At a family gathering, two relatives engaged in a staged conversation in my presence. They didn’t mention me, but only other hypothetical people of about my age who talked about going back to college.* The two of them agreed and reinforced each other’s points about how selfish it would be and how little sense it would make to spend that kind of money on college when you were middle aged already.

Pivotal paragraph alert:

I had changed, though. Instead of shutting me down as it had in the past, that kind of interaction fired me up. I thought a lot about the Modern Poetry class I had taken and realized how many resources had become available that were inexpensive or free. I might not walk across a stage or get a piece of paper at the end of it, but I could still put myself through college. Since I was homeschooling my oldest kid for a couple of years. I could homeschool myself, too.

I researched majors once again, determining what degree requirements were feasible for me to meet, considering my circumstances and available resources. Many schools offered a degree in General Studies and/or Liberal Arts. The requirements appeared nearly identical for the two, and it was continuation of what I’d already done in school. Third time a charm – I designed a course of study that would fulfill the listed requirements for this bachelor’s degree at a few different places. Then I started the long, but happy grind, one class at a time.

It would be a mammoth undertaking, but I was determined not to cut corners or cheat. If I did, I would be cheating only myself. Since I’d already done the Modern Poetry course, I gave myself credit for it on my transcript. Though I didn’t always hold myself to the same time schedule I had in that course, I did hold myself to the same finishing standards. If I took a course, I had to do all of the work and do it as well as I could. No skipping even a single assignment.

I needed some college level math, so one of my early subjects was College Algebra, which I did through ALEKS. It wasn’t completely free, but it was pretty affordable. They require you to show mastery of a lesson before you can go on to the next one. I went back to online Yale and took a Theory of Literature class, again attending every lecture, doing every reading, and writing every paper. Through my public library (also my employer), I had free access to many online continuing education classes. Universal Class was one option for these. I studied a few subjects there – film studies, geography and others. They all required papers and quizzes to get a certificate. I knew they did not go as in-depth or require as much as a full-semester college course, so I personalized, beefing them up with supplement readings and projects of my own. And at the end of each Universal Class course, I would add only a single credit hour to my spreadsheet because I didn’t want to pad. I wanted to do the real work.

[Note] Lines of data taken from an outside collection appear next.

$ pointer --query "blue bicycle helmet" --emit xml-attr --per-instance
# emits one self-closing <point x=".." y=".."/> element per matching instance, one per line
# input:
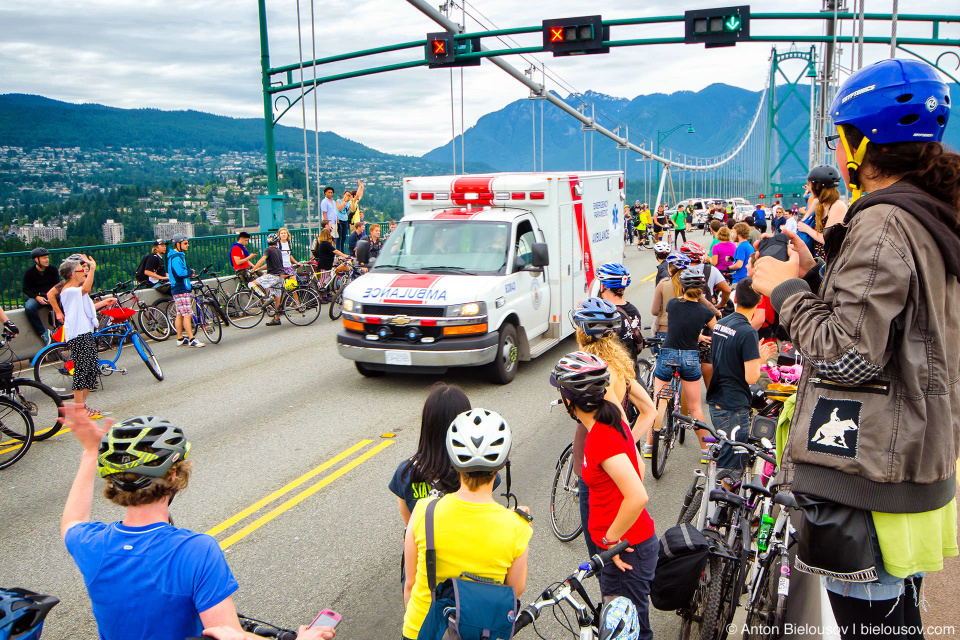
<point x="596" y="317"/>
<point x="894" y="101"/>
<point x="619" y="620"/>
<point x="22" y="613"/>
<point x="678" y="260"/>
<point x="613" y="275"/>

Both of my kids unwittingly provided opportunities for me. My younger son had taken piano for several years, but gave it up for other pursuits when he was around 15. I had all of his old lesson books, including one titled “Practical Theory, a Self-Instruction Music Theory Course.” I had always wanted a better understanding of music. I worked my way through his books for a music appreciation elective credit. If any one subject came close to kicking my ass, it was this one. But I taught myself to read music passably and have soared to mediocre heights on the piano.

My oldest started attending community college. As he adjusted to the demands of higher education the first semester, he requested my help with studying and organizing for one class in particular, an American History class. While earning my AA degree, I’d taken world history classes, but no American History. Here were some new credit hours I could accrue. Since I was helping my son keep track of assignments, I knew what they all were. When he wasn’t using his textbook, I read it cover to cover. And wrote all of the papers — mine, not his.

I used whatever slivers of time I could find to focus on my schoolwork. During the early years, I spent a lot of time in a parked van one place or another, waiting to pick up a kid from school or other activity. I took advantage of those moments to study. I also studied on lunch breaks. I took work with me when I visited my mom, who was prone to drifting into naps. I stayed up late at night finishing assignments and got too little sleep, just like a “real” college student. My house became very dusty.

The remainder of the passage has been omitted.